23.02.09

Technology trading

AUTHOR: Inavate

The use of open communication standards between equipment suppliers has paid dividends for Spanish integration firm Mayday and its client – SeBroker, a major Spanish brokerage.

When Barcelona-based, independent brokerage business SeBroker Bolsa needed up new multimedia news system for its trading floor it turned to Mayday, an experienced local integration firm to meet its requirements.

The company is one of the highest volume traders on the Spanish Stock Exchange, and focussed on technological systems and development. As it deals on Europe’s various stock exchanges SeBroker Bolsa is required to maintain a steady flow of news and other information about conditions on the international share markets.

Mayday was commissioned to install a sophisticated multimedia information distribution system, with multiple audio and video feeds bringing in the latest news and data from the globe’s financial markets. Drawing on its expertise in developing bespoke software solutions for its clients the company established a multimedia network with differing levels of access control to suit its customer’s needs.

The setting for this system is SeBroker’s 100-plus seater trading floor. The traders are divided into nine group “work benches”, each of which is treated as a zone for both audio and video signal routing purposes.

Each work-station features the usual multi-display set-up familiar in trading floors, but in addition at the ends of each work-bench are located Albiral industrial displays and Vieta Do-2 loudspeakers.
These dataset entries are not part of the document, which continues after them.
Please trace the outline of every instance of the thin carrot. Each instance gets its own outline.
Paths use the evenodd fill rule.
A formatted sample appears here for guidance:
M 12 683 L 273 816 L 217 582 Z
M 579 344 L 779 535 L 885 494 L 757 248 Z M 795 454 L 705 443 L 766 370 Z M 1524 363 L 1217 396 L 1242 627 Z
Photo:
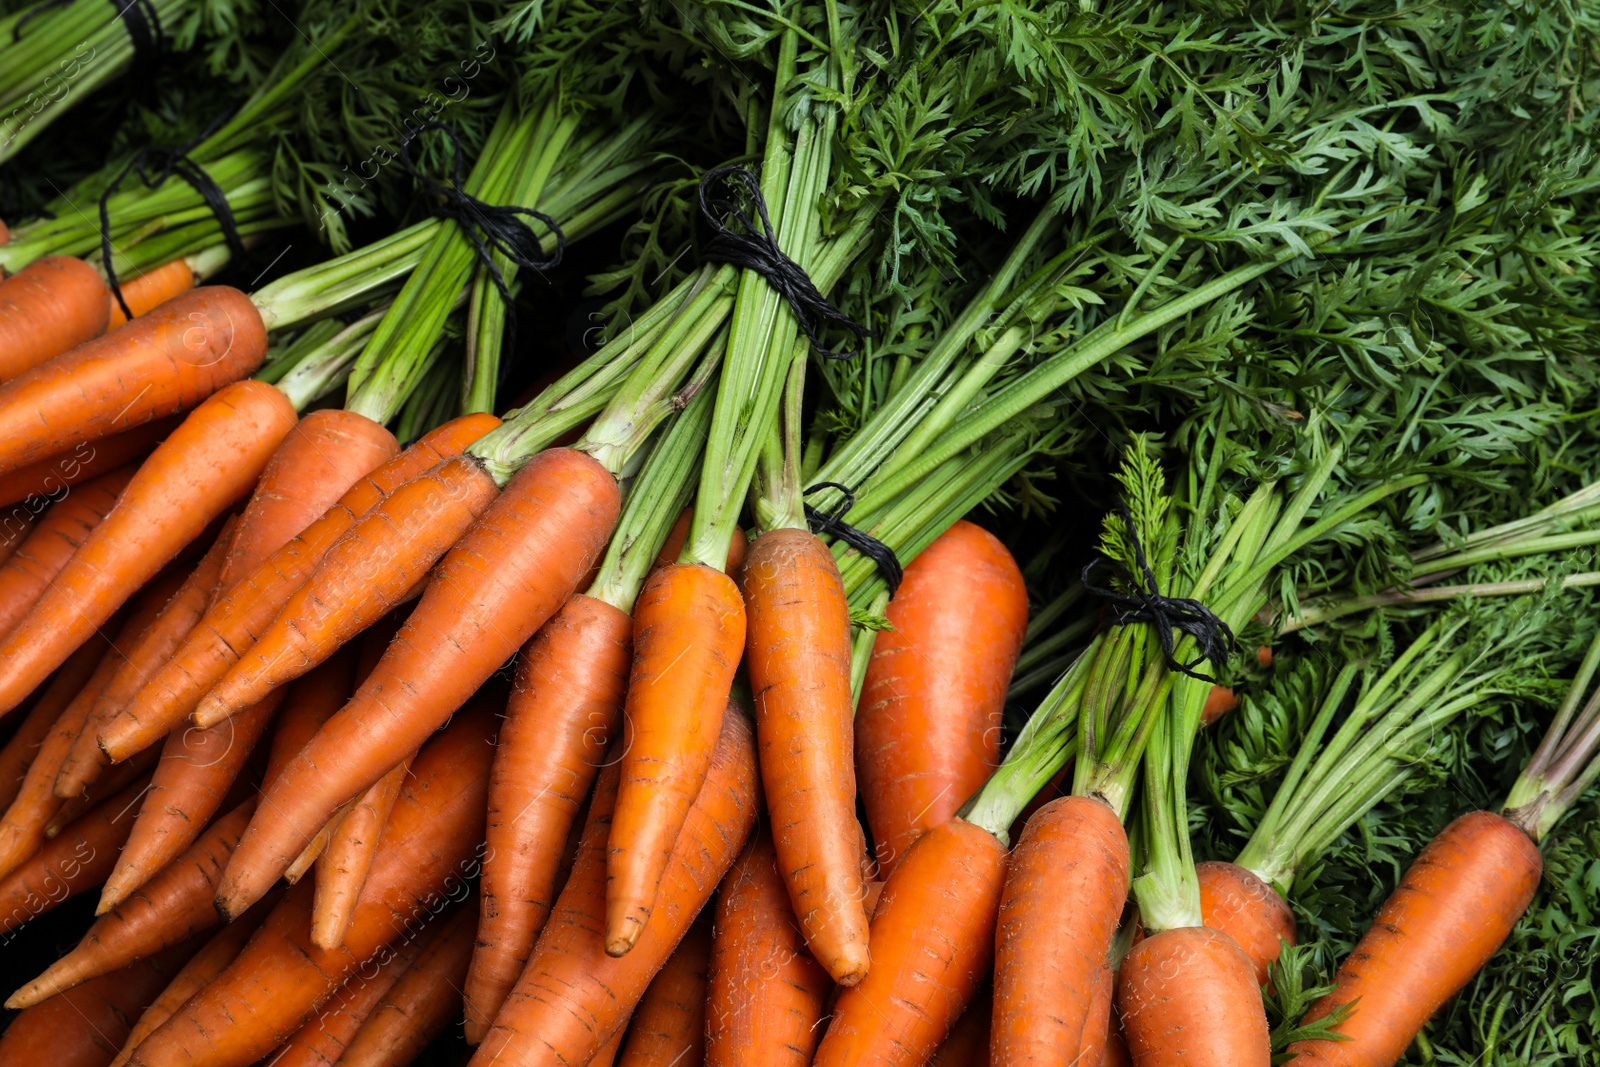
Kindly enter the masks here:
M 246 831 L 218 907 L 248 907 L 334 808 L 388 773 L 560 610 L 605 549 L 620 495 L 604 467 L 571 449 L 540 453 L 507 483 L 440 563 L 372 675 L 273 782 L 263 805 L 272 817 Z M 362 530 L 346 543 L 359 547 Z
M 337 948 L 344 932 L 355 918 L 356 900 L 367 880 L 372 858 L 383 843 L 389 812 L 400 796 L 400 787 L 411 773 L 407 756 L 388 774 L 373 782 L 355 806 L 339 819 L 328 835 L 328 843 L 317 857 L 316 899 L 311 906 L 311 943 L 318 948 Z
M 122 299 L 128 302 L 128 310 L 138 316 L 155 310 L 179 293 L 188 292 L 194 288 L 194 283 L 194 269 L 189 266 L 189 261 L 174 259 L 154 270 L 145 271 L 137 278 L 121 281 L 119 285 Z M 117 303 L 116 297 L 108 292 L 105 299 L 108 311 L 106 329 L 115 330 L 128 321 L 128 316 L 122 313 L 122 305 Z
M 939 1051 L 928 1061 L 928 1067 L 988 1067 L 990 1062 L 1008 1062 L 991 1060 L 989 1041 L 993 1027 L 994 992 L 987 986 L 980 986 L 972 1003 L 967 1005 L 967 1010 L 950 1028 L 950 1036 L 944 1039 Z M 1090 1067 L 1081 1059 L 1061 1062 L 1071 1067 Z
M 856 771 L 885 876 L 999 763 L 1000 712 L 1028 623 L 1016 561 L 956 523 L 906 566 L 856 715 Z
M 30 497 L 56 498 L 64 490 L 110 474 L 118 467 L 142 463 L 181 421 L 180 416 L 174 415 L 92 441 L 79 441 L 53 456 L 0 475 L 0 507 Z
M 249 297 L 191 289 L 0 385 L 0 474 L 195 407 L 254 373 L 266 352 Z
M 717 892 L 707 1067 L 807 1067 L 832 988 L 806 949 L 763 827 Z
M 39 511 L 43 510 L 41 506 Z M 4 516 L 0 516 L 0 564 L 9 560 L 17 549 L 22 547 L 22 542 L 28 539 L 28 535 L 33 532 L 34 522 L 39 518 L 39 511 L 24 506 L 12 508 Z
M 1220 931 L 1177 926 L 1134 945 L 1117 976 L 1116 1004 L 1140 1067 L 1272 1062 L 1255 967 Z
M 706 1055 L 706 980 L 711 969 L 711 924 L 689 927 L 633 1009 L 621 1067 L 703 1063 Z
M 1194 865 L 1200 878 L 1200 916 L 1244 950 L 1256 972 L 1256 984 L 1267 984 L 1267 969 L 1285 942 L 1294 944 L 1294 911 L 1278 891 L 1234 863 L 1215 860 Z
M 289 687 L 273 724 L 272 746 L 267 753 L 267 769 L 261 779 L 262 789 L 271 785 L 322 724 L 344 707 L 355 684 L 356 646 L 352 644 L 341 648 L 320 667 Z
M 617 1056 L 622 1052 L 622 1039 L 628 1031 L 627 1020 L 617 1028 L 615 1036 L 601 1046 L 600 1051 L 589 1060 L 589 1067 L 612 1067 L 617 1062 Z
M 461 1017 L 476 913 L 477 902 L 467 901 L 418 939 L 422 951 L 361 1025 L 340 1067 L 402 1067 Z
M 472 1067 L 587 1063 L 625 1025 L 755 828 L 760 782 L 754 730 L 730 708 L 705 786 L 662 878 L 655 921 L 633 951 L 606 952 L 606 849 L 621 768 L 600 775 L 572 877 L 528 967 L 495 1016 Z
M 689 523 L 694 519 L 694 508 L 684 508 L 678 512 L 678 517 L 672 523 L 672 529 L 667 531 L 667 539 L 661 543 L 661 551 L 656 553 L 655 569 L 670 567 L 678 562 L 678 556 L 683 552 L 683 542 L 689 537 Z M 739 568 L 744 566 L 745 553 L 750 548 L 750 541 L 745 537 L 744 531 L 739 527 L 733 528 L 733 540 L 728 543 L 728 561 L 722 565 L 724 573 L 736 575 Z
M 0 881 L 0 934 L 105 880 L 133 825 L 132 806 L 141 788 L 143 783 L 135 782 L 108 797 Z
M 1123 1040 L 1122 1021 L 1113 1006 L 1116 991 L 1117 972 L 1106 960 L 1095 975 L 1089 997 L 1089 1017 L 1083 1023 L 1077 1067 L 1128 1067 L 1128 1043 Z
M 492 415 L 465 415 L 427 434 L 358 481 L 320 519 L 218 598 L 167 665 L 106 724 L 101 732 L 106 753 L 113 760 L 125 759 L 182 722 L 358 518 L 442 457 L 459 454 L 499 421 Z
M 79 734 L 79 737 L 82 737 Z M 67 797 L 61 801 L 61 807 L 44 824 L 44 836 L 47 840 L 55 838 L 73 822 L 88 814 L 90 809 L 97 807 L 101 801 L 114 793 L 120 793 L 129 782 L 139 779 L 149 781 L 150 774 L 156 768 L 154 753 L 143 753 L 137 759 L 117 767 L 110 774 L 101 775 L 94 785 L 85 789 L 77 796 Z
M 172 431 L 122 491 L 111 514 L 0 641 L 0 708 L 15 707 L 243 496 L 293 426 L 288 398 L 270 385 L 249 381 L 223 389 Z
M 122 467 L 81 485 L 50 506 L 0 566 L 0 634 L 10 633 L 39 602 L 78 546 L 116 506 L 136 468 Z
M 0 382 L 106 332 L 111 292 L 73 256 L 44 256 L 0 282 Z
M 105 652 L 103 642 L 85 641 L 45 683 L 27 718 L 0 751 L 0 805 L 10 808 L 17 799 L 28 768 L 55 730 L 56 720 L 88 684 Z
This means that each work group can be fed information from a number of different, independent audio and video sources. For example, the displays could be showing a news announcement whilst the Do-2s reproduce commentary from a senior partner in the business, a line manager or equally the audio from the news report itself.

Alternatively, the screens can be used to show data-highlights selected by the room controller, and his own commentary on them broadcast from a desk microphone to the loudspeakers.

But how is this flexibility achieved? The answer – open standards. Mayday’s owner Francisco Javier Rubia Rull had already selected Vieta’s Ti-2101 amplifiers to drive the loudspeakers, mainly because of their compact side. They were easily fitted into the trading floor’s limited machine room space. Next came the challenge of integrating them into the larger network.

Governing the video routing side of things was an Extron Crosspoint 450 Plus 12x12 matrix switcher and a quartet of IN1508 Scaling presentation switchers. This kit was used to control and send the video signals to the relevant Alibiral screens around the floor. Mayday needed a way to do the same with the audio signals. Instead of opting for a traditional zoning system, Rull hit upon an interesting idea. To control each Ti Line amplifier, he got hold of the RS-422 control codes from Vieta, and using Extron I/P to RS-422 interfaces he was able to dial in to each amp directly over the network. The Ti-2101 units connect to the network using the accompanying Ti-2201 IP interface blocks.

Having also written a custom GUI for SeBroker, the company developed a bespoke control system giving authorised work stations control of what video feed went to each display, and which audio source played out through the amplifiers. Further more thanks to the RS-422 control, mute and volume commands can also be sent to the Ti-2101 amplifiers..

A large number of potential audio and video sources are available to the system, both internal and external. One major function is training – there is a camera monitored work station in the centre of the room for just this purpose. The idea being, that the instructor sits at this desk, working through the system and commentating on his actions. Feeds from the cameras, and his microphone can then be distributed to the displays around the room.

Alternatively, events in the client’s meeting rooms located elsewhere in the building can also be piped down to the trading floor.

It could of course be argued that products from control brand X would have done the job just as well, and possibly a lot more easily. However a completely bespoke approach, if you are prepared to pay for it, is certainly more likely to deliver all the features required of it. One of the aspects that the client was particularly concerned about was the levels of access delivered to an operator. Also the solution is more flexible than a conventional control system. Theoretically, the matrix can be accessed and controlled from any of the work stations, given sufficient access authority. The user simply logs into the control interface. This removes the need for multiple or wireless control panels – someone with nine monitors in front of them every day hardly wants another one just to run an application that could just as well be operated from his existing desktop!